Long noncoding RNA MEG3 activation of p53 mediates ischemic neuronal death in stroke

- We first confirmed the expression and function of long noncoding RNA maternally expressed gene 3 (MEG3) in ischemia.
- MEG3 binds with p53-DBD271-282 which stimulates p53-mediated transactivation and mediates ischemic neuronal death.
- Intervention of MEG3-p53 interaction by administration of Tat-p53-DBD271-282 protects against ischemic insults.

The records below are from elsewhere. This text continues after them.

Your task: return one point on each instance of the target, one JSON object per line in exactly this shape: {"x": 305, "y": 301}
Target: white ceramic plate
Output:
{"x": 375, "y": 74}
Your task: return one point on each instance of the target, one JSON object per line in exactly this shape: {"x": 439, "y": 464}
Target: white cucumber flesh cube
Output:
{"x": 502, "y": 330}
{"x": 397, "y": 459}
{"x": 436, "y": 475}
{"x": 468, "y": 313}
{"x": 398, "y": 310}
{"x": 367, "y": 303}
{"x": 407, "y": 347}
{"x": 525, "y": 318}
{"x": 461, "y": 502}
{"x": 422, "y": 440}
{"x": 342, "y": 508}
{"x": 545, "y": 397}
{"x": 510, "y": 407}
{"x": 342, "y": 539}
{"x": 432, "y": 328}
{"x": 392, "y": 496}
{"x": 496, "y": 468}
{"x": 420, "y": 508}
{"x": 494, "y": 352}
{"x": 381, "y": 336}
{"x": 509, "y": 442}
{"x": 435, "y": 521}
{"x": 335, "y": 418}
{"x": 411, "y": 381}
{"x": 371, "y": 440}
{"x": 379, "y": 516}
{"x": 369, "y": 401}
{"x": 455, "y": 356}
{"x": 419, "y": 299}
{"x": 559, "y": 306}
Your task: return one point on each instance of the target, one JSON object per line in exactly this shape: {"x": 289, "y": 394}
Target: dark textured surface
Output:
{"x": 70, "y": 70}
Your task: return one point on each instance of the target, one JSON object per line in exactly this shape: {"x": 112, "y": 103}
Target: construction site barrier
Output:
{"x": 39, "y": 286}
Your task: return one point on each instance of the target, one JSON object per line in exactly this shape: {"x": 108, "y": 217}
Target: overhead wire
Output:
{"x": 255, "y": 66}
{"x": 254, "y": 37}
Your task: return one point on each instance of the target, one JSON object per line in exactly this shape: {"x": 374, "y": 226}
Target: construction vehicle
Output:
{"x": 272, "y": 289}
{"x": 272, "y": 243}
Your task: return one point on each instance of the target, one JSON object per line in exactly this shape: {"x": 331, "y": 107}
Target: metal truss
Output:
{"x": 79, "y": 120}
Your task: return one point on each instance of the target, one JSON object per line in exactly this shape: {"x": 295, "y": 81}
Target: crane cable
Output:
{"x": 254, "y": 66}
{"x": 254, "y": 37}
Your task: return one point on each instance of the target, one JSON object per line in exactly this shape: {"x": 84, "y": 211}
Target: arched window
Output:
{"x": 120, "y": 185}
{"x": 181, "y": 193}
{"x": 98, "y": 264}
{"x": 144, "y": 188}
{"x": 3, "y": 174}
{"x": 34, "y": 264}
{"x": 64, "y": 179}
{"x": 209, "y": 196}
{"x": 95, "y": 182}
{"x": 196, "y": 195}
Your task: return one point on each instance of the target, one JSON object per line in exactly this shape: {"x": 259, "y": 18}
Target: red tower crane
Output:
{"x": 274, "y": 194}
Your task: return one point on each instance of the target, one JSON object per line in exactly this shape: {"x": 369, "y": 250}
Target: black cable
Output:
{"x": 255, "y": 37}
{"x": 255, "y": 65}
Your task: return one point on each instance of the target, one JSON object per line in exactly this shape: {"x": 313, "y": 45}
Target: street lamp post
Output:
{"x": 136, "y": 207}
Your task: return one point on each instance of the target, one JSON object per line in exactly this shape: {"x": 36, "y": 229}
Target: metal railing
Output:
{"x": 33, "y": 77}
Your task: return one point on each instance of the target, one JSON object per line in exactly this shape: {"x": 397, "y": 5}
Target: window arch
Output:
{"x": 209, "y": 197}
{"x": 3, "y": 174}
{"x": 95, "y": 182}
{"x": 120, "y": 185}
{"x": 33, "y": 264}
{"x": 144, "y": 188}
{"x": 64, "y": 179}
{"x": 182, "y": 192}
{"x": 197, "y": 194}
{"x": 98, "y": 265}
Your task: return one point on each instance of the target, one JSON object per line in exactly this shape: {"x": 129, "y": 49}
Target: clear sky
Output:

Maternally expressed gene 3 (MEG3) is suggested to function as a long non-coding RNA (lncRNA) and to play roles in various human cancers. However, the functional properties of MEG3 in ischemic stroke remain unknown. Here, we report that expression of MEG3 is upregulated following ischemia in adult mice. Moreover, cerebral ischemia recruits p53 into the MEG3 complex in ischemic tissues. MEG3 directly binds with the p53 DNA binding domain (DBD) consisting of amino acids 271-282 (p53-DBD271-282), which stimulates p53-mediated transactivation and mediates ischemic neuronal death. Administration of the membrane-permeable peptide inhibitor Tat-p53-DBD271-282 uncouples p53 from MEG3 in vivo and protects against cerebral ischemic insults in vitro and in vivo. Our data demonstrate that MEG3 functions as a cell death promoter in ischemia and physically and functionally interacts with p53 to mediate ischemic damage. Intervention in the MEG3-p53 interaction presents a new target for the therapeutic treatment of ischemic insults.